All my life, Lebanon has just been an idea, a place out of reach, birthplace of my grandfather, and source of the truly amazing food, at once exotic and familiar, that my grandmother cooked.
I’ve tried to get here several times, but war shut the country down. You can see the scars on the buildings. This wasn’t the air war that left the damage of bombs on the city of London. This was street war. Our hotel, the beautiful, gracious Phoenecia with soaring ceilings and heart-tripping views of the Mediterranean was a battleground in the Civil War of ‘75-‘76. Fewer than 15 years old, it was left a burned out shell.
I wanted to stay here because I read a novel by Mary Stewart when I was a kid called the Gabriel Hounds.

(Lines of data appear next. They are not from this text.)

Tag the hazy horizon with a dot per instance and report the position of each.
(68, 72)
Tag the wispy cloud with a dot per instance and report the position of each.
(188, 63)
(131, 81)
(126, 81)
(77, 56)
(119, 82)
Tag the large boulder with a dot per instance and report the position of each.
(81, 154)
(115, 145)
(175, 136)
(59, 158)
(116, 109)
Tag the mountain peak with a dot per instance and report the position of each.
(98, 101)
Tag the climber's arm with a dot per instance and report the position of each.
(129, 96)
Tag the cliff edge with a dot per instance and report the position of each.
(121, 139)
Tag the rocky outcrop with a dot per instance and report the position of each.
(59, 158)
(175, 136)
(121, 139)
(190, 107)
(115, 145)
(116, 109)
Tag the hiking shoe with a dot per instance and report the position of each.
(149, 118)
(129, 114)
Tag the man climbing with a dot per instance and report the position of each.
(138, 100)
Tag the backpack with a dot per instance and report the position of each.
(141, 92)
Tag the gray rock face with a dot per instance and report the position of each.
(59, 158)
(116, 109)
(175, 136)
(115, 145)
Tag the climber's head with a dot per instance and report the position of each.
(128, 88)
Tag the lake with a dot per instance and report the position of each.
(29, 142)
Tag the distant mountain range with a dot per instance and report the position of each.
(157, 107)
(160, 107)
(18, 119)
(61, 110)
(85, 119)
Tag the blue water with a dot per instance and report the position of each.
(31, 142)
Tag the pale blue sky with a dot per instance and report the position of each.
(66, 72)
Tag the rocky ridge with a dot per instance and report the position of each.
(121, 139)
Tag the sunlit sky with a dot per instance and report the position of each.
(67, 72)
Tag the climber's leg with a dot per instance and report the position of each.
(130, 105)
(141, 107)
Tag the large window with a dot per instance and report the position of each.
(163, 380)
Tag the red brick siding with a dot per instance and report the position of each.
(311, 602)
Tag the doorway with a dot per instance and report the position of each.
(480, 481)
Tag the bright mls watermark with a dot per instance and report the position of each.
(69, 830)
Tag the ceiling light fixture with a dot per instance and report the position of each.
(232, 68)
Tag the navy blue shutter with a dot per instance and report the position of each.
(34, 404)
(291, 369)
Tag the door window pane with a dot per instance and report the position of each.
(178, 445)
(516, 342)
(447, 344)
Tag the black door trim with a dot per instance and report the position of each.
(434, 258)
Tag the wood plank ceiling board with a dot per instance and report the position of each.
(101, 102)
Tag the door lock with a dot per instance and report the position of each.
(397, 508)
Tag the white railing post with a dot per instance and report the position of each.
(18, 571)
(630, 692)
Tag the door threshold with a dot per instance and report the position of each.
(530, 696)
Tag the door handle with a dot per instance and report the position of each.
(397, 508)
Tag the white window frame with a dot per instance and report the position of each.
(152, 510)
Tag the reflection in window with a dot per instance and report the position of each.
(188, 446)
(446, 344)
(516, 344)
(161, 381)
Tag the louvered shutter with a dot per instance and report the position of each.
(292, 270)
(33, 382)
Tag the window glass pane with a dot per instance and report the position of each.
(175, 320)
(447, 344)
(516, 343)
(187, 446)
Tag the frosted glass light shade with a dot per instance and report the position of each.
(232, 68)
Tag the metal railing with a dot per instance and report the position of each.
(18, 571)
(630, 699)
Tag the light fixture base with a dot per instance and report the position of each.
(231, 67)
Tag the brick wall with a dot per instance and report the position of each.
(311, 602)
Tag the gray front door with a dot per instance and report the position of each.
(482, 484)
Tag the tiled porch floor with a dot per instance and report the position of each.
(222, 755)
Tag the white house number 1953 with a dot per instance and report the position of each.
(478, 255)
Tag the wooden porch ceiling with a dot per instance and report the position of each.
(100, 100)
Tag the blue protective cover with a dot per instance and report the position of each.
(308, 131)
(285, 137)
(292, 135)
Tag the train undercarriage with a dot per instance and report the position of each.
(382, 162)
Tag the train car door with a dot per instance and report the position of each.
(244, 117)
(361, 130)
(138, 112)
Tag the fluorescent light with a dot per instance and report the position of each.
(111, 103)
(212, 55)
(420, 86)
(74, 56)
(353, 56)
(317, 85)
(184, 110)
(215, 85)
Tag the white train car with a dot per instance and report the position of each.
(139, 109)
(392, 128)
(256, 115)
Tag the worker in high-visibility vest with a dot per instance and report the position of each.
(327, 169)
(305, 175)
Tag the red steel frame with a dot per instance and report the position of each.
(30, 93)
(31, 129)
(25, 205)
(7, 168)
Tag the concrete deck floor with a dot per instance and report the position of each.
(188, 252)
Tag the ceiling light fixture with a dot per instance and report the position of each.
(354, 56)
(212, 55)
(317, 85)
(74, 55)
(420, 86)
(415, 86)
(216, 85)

It was mostly about hashish dealers in the hills beyond the city, but the heroine (whose name was Christy!) stayed in the Phoenecia when it must have been brand new. I read the book a dozen times. The hotel is all mixed up in my mind with the yearning to see Lebanon.
The hotel’s renaissance has been amazing.
The city itself appears to be lively and thriving, although signs of poverty mix with luxury high rises on the ride from the airport.
And that ride! A friend warned me the drivers in Beirut were crazy. Don’t drive, he said. We wouldn’t dare.
So we are here. And Lebanon is no longer just an idea to me. It is a real live, pulsing place. And I couldn’t be more thrilled to be here.
I haven’t even had a thing to eat yet and I am totally content.